Net Neutrality is a proposal that ISP and government regulators should treat all data on the Internet as the same to prevent broadband companies from favoring their own content over competitors', passed by the U.S. Federal Communication Commission (FCC).
Now, the FCC has taken an awkward step to erase the rules protecting the internet, with the regulations no longer in the rule book, and the final step of removing it spearheaded by the new Republican-led FCC.
While the original rules were passed in the Obama-era in 2015, with many people agreeing to the basic principles of the net neutrality rules, albeit some specific rules had been a subject of intense controversy.
The controversy stems from the fact that the rules can't hold up in court, as the Democrat-led FCC had reclassified broadband networks to fall under the same regulations that govern telephone networks, what Ajit Pai, the FCC Chairman called "heavy-handed" and "a mistake," arguing that it will deter innovation and investment in building and expanding broadband networks.
The FCC then voted on December 14 to repeal the 2015 net neutrality regulations, which prohibited broadband providers from favoring partner companies willing to pay extra to reach consumers more quickly than competitors.

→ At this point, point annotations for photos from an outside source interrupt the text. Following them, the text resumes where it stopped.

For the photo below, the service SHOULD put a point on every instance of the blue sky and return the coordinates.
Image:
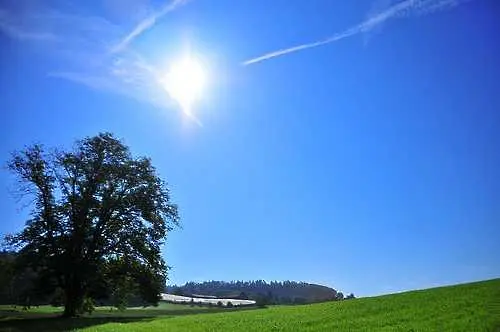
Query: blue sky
(369, 163)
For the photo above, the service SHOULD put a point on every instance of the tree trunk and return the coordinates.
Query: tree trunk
(73, 301)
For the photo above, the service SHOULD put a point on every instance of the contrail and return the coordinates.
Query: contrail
(403, 8)
(147, 23)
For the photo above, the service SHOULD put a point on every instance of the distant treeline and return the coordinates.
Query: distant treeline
(274, 292)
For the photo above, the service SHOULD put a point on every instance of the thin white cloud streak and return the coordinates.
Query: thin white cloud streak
(146, 24)
(403, 8)
(79, 53)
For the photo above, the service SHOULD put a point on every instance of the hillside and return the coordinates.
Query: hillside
(286, 292)
(466, 307)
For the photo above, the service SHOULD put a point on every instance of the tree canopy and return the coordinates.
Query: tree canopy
(99, 219)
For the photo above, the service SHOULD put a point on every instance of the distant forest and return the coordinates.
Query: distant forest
(274, 292)
(25, 287)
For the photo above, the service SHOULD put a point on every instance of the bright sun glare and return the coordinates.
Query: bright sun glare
(184, 82)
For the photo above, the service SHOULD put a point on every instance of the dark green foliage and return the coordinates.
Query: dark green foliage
(99, 220)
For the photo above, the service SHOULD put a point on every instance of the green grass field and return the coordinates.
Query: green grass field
(467, 307)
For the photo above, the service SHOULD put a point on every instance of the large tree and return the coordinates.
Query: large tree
(98, 222)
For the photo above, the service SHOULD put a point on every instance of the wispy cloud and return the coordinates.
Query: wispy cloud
(78, 45)
(147, 23)
(401, 9)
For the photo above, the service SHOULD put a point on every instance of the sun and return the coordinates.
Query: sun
(185, 82)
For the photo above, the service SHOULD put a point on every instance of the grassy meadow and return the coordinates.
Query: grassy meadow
(466, 307)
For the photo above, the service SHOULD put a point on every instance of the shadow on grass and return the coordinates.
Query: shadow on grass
(11, 321)
(58, 324)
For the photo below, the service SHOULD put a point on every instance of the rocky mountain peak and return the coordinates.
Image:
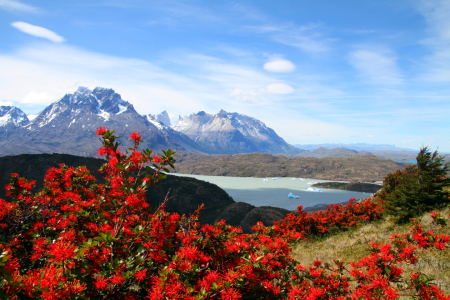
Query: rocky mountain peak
(231, 133)
(12, 117)
(164, 118)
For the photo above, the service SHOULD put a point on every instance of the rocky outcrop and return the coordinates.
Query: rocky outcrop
(12, 117)
(69, 125)
(231, 133)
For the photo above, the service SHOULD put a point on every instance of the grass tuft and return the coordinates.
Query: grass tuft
(353, 245)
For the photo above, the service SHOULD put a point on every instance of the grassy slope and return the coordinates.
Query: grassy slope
(353, 245)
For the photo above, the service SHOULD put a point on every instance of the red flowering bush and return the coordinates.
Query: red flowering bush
(302, 225)
(76, 239)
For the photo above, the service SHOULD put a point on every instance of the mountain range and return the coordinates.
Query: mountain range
(232, 133)
(69, 124)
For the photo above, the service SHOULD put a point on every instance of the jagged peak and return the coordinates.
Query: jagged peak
(83, 90)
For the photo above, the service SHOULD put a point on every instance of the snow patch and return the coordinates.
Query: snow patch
(105, 115)
(31, 117)
(121, 109)
(5, 120)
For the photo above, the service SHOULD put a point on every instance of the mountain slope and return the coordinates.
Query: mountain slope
(69, 125)
(232, 133)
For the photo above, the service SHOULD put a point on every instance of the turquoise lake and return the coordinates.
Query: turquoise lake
(270, 192)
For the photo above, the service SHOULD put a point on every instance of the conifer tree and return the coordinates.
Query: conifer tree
(419, 188)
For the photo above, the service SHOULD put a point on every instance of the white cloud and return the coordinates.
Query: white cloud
(38, 31)
(436, 67)
(280, 65)
(280, 88)
(15, 5)
(377, 66)
(6, 103)
(250, 96)
(38, 98)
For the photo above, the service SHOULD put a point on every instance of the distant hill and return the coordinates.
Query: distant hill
(365, 168)
(185, 193)
(357, 146)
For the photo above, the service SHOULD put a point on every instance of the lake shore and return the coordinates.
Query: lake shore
(274, 191)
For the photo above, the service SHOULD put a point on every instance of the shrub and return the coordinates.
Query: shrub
(417, 189)
(79, 240)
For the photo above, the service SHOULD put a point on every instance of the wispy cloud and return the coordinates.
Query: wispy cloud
(280, 88)
(308, 38)
(14, 5)
(437, 65)
(279, 65)
(377, 65)
(38, 31)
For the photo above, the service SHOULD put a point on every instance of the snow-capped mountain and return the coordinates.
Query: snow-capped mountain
(12, 117)
(232, 133)
(164, 118)
(69, 126)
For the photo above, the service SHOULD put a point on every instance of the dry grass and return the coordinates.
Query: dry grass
(353, 245)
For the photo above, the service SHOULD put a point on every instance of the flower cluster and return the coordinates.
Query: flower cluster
(302, 225)
(78, 239)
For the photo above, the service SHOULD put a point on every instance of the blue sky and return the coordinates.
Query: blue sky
(345, 71)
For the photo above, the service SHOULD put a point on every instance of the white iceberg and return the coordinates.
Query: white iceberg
(293, 196)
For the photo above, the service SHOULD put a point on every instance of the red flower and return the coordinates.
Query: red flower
(135, 136)
(101, 130)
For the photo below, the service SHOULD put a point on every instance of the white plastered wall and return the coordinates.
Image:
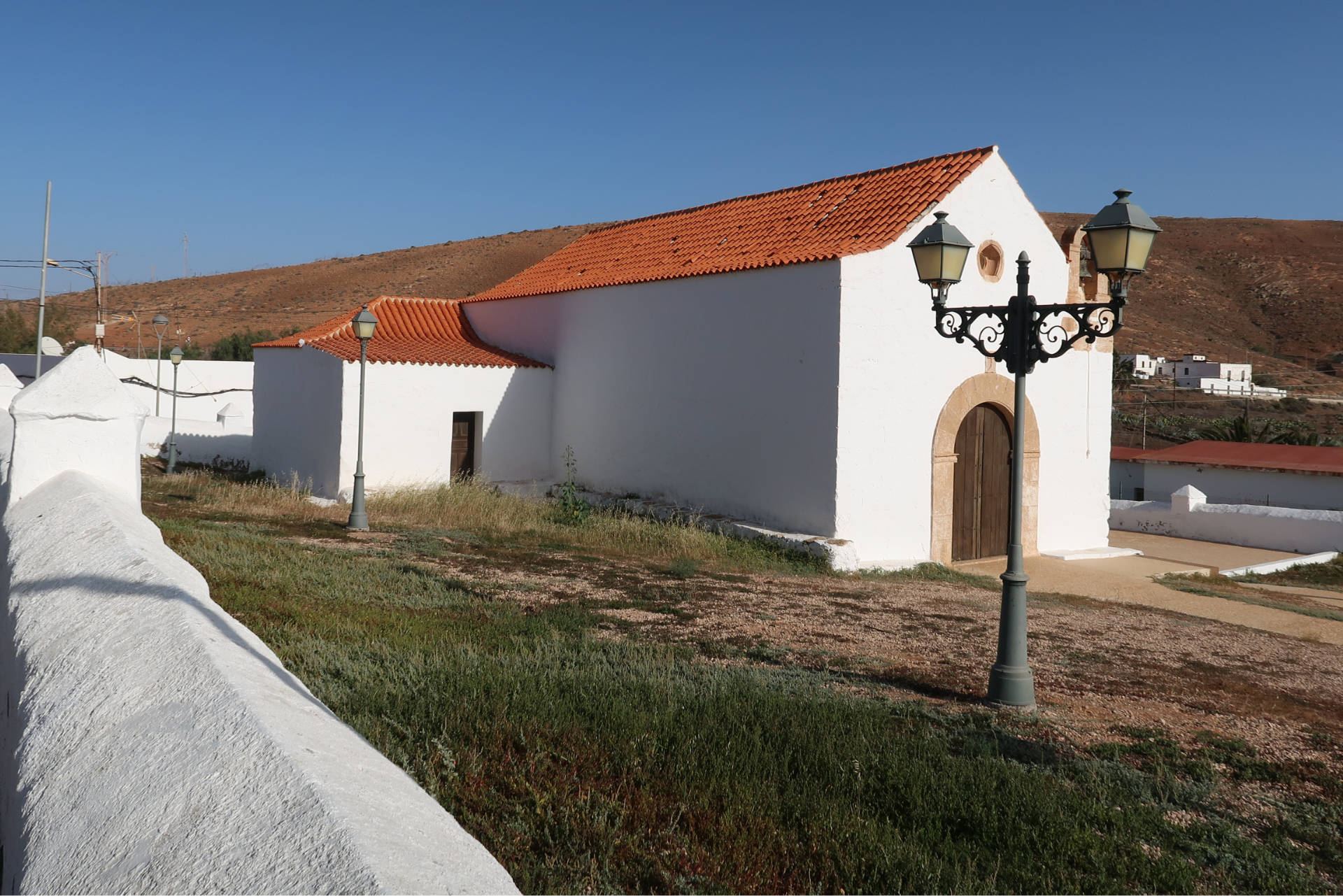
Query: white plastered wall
(232, 382)
(896, 374)
(716, 391)
(297, 417)
(408, 422)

Today, the rules were officially removed from the FCC books, after the commission's publication of the final notice of the repeal in the Federal Register.
However, the move doesn't mean no one will be policing the internet any more, as the Federal Trade Commission has been saddled with the new responsibility and to intervene against companies that violate their contracts with the consumers or participate in any fraudulent activity.